Aus unserer Sicht sind jedoch mehrere Punkte fragwürdig:

  1. Es hat weltweit erst einen einzigen kompletten Shutdown gegeben, in Wuhan, China, im Winter letzten Jahres. Dieser war nur möglich, weil das übrige China die Bevölkerung von Wuhan in der Zeit des Shutdowns versorgt hat. Wer sollte denn die EU versorgen, wenn diese in einen Shutdown geht, wie gefordert wird?
  2. Die „lebenswichtigen“ Betriebe sollen weiter produzieren. Was sind „lebenswichtige“ Betriebe? Es hat sich doch beim jetzigen Lockdown gezeigt, dass z.B. für viele kleine Selbstständige, auch Kulturschaffende ihr Betrieb lebenswichtig war. Wer entscheidet das?

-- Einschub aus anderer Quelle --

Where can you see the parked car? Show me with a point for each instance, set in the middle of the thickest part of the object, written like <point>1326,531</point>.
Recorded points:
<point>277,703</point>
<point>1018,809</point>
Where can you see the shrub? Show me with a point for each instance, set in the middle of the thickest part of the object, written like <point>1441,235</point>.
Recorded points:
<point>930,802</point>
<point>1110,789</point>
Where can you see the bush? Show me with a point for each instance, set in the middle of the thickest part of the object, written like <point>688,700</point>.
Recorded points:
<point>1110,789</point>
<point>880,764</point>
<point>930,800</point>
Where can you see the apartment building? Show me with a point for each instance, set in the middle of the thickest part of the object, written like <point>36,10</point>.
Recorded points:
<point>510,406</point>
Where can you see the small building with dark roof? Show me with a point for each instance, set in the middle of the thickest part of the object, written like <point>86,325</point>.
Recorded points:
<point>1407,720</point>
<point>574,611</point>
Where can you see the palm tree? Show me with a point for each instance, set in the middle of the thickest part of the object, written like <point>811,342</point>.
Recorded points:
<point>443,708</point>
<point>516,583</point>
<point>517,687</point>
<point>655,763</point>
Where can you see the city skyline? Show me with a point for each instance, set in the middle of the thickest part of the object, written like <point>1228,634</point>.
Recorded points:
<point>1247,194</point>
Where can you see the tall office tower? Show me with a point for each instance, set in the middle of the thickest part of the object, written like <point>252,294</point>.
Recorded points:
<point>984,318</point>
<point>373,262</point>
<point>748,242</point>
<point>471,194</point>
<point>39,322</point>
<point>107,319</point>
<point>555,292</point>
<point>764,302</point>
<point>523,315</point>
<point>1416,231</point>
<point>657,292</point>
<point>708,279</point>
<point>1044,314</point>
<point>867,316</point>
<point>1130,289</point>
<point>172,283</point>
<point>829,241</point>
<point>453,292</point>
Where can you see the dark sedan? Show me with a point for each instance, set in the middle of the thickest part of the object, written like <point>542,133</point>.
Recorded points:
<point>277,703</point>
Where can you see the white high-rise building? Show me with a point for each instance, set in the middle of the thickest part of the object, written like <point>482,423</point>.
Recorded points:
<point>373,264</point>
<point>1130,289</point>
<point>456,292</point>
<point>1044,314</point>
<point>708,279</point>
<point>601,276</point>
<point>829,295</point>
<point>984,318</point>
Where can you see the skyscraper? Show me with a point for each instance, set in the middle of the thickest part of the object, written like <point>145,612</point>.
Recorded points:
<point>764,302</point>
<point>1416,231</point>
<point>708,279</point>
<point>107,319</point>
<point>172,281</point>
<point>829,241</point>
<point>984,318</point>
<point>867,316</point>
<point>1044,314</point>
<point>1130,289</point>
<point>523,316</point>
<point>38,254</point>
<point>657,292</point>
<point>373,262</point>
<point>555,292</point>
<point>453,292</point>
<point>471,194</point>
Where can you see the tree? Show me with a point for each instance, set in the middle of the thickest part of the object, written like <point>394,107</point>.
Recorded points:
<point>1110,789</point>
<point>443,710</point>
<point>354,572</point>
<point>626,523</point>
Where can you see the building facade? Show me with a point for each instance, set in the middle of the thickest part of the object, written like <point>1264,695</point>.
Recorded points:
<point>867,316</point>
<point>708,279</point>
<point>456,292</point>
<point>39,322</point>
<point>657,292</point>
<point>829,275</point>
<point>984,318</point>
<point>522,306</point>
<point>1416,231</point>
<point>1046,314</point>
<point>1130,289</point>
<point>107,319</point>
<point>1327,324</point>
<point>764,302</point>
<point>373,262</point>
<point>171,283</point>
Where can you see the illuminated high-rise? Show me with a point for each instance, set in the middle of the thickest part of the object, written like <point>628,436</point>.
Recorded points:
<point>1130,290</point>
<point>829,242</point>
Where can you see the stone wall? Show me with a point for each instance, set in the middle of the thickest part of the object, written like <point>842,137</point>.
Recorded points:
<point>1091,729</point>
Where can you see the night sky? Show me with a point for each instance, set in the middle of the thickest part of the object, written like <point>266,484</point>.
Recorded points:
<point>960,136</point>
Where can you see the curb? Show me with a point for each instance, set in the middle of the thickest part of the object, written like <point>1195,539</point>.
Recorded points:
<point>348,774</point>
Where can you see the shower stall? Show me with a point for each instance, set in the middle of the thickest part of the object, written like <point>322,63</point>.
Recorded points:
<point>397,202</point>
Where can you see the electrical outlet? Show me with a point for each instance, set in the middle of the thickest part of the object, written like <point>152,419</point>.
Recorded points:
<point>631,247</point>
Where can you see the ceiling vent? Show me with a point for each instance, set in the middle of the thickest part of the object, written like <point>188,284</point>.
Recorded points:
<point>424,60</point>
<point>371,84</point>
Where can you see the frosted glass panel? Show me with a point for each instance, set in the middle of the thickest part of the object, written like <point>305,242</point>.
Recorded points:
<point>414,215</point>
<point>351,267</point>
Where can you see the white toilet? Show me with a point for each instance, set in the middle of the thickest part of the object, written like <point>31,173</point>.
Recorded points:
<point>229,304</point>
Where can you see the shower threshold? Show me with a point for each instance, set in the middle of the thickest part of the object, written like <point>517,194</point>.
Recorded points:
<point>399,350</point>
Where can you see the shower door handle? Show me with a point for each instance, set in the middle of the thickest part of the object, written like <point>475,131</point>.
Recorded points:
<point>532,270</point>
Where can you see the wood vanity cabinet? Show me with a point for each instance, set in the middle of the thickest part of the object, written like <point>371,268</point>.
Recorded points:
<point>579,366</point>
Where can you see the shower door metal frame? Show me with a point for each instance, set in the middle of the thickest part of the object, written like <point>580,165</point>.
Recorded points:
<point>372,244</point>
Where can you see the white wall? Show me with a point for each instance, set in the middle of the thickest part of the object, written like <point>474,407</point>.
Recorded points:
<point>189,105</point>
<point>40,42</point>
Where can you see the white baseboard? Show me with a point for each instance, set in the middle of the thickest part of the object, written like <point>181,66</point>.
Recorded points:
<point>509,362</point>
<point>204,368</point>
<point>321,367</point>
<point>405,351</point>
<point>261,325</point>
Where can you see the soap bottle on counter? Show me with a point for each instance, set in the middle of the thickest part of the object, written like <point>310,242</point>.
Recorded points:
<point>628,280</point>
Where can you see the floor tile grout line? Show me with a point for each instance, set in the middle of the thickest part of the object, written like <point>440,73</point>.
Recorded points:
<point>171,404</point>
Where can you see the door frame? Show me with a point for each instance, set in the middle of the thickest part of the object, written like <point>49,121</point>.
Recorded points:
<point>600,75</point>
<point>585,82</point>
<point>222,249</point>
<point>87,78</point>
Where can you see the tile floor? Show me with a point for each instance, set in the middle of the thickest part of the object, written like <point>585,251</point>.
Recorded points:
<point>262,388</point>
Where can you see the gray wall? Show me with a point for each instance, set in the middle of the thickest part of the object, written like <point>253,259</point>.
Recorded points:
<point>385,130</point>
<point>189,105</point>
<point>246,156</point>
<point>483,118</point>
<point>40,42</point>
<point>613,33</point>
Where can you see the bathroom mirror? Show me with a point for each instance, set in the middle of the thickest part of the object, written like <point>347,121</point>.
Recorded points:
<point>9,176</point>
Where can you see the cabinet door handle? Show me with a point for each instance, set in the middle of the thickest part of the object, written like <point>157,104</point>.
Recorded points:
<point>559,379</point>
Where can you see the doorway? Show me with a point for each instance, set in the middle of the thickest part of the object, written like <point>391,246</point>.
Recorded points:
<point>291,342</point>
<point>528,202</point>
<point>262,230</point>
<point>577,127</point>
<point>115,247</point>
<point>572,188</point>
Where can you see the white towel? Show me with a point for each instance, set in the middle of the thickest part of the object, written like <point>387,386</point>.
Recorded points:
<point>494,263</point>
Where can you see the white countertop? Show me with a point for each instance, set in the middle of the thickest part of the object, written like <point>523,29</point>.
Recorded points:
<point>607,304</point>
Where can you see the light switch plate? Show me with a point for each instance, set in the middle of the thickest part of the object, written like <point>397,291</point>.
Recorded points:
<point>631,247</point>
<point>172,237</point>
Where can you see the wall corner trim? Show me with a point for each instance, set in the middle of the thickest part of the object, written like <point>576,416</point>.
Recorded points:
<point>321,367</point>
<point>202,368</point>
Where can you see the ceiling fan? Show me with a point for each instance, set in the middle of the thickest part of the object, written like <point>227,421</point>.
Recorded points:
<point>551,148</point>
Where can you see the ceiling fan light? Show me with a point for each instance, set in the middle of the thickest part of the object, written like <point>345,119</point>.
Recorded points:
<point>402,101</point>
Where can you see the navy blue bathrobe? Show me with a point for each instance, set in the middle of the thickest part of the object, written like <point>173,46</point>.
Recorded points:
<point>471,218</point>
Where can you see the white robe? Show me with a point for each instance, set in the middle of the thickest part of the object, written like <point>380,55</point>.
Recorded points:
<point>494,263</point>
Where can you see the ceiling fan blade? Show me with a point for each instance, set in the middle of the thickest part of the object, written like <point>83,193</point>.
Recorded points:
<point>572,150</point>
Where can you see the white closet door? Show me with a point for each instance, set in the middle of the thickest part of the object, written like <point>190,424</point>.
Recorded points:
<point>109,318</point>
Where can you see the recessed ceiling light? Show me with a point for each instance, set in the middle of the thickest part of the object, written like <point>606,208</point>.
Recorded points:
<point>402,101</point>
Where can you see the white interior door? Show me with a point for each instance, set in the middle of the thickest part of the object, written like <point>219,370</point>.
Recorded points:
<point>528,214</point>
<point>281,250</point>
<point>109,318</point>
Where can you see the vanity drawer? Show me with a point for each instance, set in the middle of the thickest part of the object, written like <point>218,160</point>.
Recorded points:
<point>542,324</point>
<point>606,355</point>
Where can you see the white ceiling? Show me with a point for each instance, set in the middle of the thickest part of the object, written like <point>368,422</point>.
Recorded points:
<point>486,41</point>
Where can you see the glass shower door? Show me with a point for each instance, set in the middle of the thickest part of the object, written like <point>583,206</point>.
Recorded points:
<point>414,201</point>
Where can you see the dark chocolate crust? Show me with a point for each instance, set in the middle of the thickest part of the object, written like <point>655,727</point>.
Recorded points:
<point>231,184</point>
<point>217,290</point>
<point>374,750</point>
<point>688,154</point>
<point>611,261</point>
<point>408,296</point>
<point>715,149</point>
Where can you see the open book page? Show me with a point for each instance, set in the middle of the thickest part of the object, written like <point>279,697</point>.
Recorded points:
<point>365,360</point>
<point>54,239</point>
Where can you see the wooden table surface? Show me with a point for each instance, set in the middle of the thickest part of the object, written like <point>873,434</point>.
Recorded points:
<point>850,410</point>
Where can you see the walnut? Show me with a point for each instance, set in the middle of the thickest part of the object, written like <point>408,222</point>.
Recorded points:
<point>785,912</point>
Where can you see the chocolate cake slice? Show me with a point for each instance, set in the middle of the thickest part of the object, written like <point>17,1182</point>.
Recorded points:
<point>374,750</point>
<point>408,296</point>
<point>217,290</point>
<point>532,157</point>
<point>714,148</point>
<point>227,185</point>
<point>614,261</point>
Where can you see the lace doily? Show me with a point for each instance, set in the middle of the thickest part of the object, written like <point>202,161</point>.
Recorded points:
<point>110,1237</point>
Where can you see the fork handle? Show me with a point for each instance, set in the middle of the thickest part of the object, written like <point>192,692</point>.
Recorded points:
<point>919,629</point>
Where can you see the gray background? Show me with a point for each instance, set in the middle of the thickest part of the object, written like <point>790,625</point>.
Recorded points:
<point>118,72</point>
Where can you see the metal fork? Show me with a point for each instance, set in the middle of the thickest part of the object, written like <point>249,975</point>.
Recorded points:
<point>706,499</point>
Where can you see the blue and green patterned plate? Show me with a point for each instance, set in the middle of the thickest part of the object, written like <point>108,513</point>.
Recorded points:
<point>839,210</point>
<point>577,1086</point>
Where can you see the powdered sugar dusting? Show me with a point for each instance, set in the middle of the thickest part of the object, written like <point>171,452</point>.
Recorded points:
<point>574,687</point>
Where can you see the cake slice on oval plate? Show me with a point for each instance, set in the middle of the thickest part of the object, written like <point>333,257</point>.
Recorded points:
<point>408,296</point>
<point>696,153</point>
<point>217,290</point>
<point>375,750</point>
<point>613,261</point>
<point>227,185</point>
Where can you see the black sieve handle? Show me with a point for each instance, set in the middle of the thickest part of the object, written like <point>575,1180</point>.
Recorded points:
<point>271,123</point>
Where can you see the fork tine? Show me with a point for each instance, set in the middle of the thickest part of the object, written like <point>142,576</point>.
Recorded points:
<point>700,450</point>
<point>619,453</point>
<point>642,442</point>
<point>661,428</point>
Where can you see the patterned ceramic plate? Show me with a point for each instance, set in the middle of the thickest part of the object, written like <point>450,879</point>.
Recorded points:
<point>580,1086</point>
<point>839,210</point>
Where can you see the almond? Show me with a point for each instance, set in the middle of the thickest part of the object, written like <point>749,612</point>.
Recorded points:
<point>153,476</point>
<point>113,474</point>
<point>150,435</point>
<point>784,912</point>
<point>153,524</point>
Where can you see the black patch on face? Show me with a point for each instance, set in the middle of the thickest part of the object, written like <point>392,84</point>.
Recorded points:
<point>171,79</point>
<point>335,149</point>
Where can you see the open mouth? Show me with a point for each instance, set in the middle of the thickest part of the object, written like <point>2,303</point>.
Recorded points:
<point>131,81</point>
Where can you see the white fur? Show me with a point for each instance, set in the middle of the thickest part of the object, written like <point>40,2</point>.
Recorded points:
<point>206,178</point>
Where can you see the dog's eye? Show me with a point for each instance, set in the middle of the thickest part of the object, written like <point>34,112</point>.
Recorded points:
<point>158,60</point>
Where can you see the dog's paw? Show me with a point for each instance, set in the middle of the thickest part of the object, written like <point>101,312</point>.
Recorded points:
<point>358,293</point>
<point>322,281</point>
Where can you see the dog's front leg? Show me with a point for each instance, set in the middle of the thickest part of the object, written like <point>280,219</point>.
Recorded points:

  3. Offensichtlich sollen sich die Staaten dann noch viel mehr verschulden als bislang. Die Initiatoren scheinen die Vorstellung zu haben, dass Geld genug da sei, um eine so riesige Volkswirtschaft wie die der EU stilllegen zu können.
  4. Die erfolgreichen Beispiele von Ländern (oder auch Rostock) mit wenigen Corona-Opfern zeigen, dass bestimmte Maßnahmen erfolgreich waren, die dort von Anfang an durchgeführt wurden: Dazu gehören vor allem Masken Tragen, Kontaktverfolgung, strikte Quarantäne, massenhaftes Testen, Kontrolle von Reisenden. In diesen Punkten haben in Deutschland Bund und Länder fast komplett versagt.
  5. Auf den aktuellen Lockdown reagieren die Menschen auf zwei verschiedene Art und Weisen. Von denen, die in Kurzarbeit sind oder deren Betriebe ganz geschlossen wurden, spüren viele empfindlich die Einkommenseinbußen durch Kurzarbeit oder haben Angst um ihre Existenz, wenn sie sie nicht schon verloren haben. Die anderen, die in Betrieben arbeiten, die nicht geschlossen sind, haben Angst davor, dass es sie auch trifft und dass ihre Betriebe auch dicht machen müssen. Denen nun zu sagen, dass ihre Perspektive sein soll, dass ihr Laden auch dicht macht, kann sie eigentlich nur zur Abwehr führen.
  6. Letztlich zeigt die Forderung nach einem Shutdown keine Handlungsperspektive auf. Auch wenn in dem Aufruf gesagt wird, „dass die Beschäftigten die Maßnahmen in den Betrieben selber gestalten und gemeinsam durchsetzen“ sollen, so ist es doch eine Forderung an den Staat, dass der die Betriebe schließen soll. Wie soll es auch anders gehen? Von einem Generalstreik ist in dem Aufruf jedenfalls nicht die Rede. Nach all der berechtigten Kritik an dem Staatsversagen in der Pandemiebekämpfung soll es doch auf einmal wieder der Saat richten und das sogar europaweit.
  7. Eine Handlungsperspektive können die Beschäftigten nur entwickeln, wenn sie anfangen, sich selbst in den Betrieben für Hygiene- und Abstandsmaßregeln einzusetzen. Sich einzumischen. Sich aktiv um ihren Gesundheitsschutz am Arbeitsplatz zu kümmern. Die Streiks bei Amazon in  Frankreich letztes Jahr gegen den unzureichenden Gesundheitsschutz waren dafür ein Beispiel. Im Grunde wäre das die Aufgabe von Gewerkschaften. Die sind aber diesbezüglich fast komplett abgetaucht und sorgen sich vorrangig um die Standortsicherung. Eigentlich läge hier unsere Aufgabe.

So folgt bei #ZeroCovid  aus einer guten Analyse und berechtigten Kritik letztlich doch wieder ein Appell an die Herrschenden.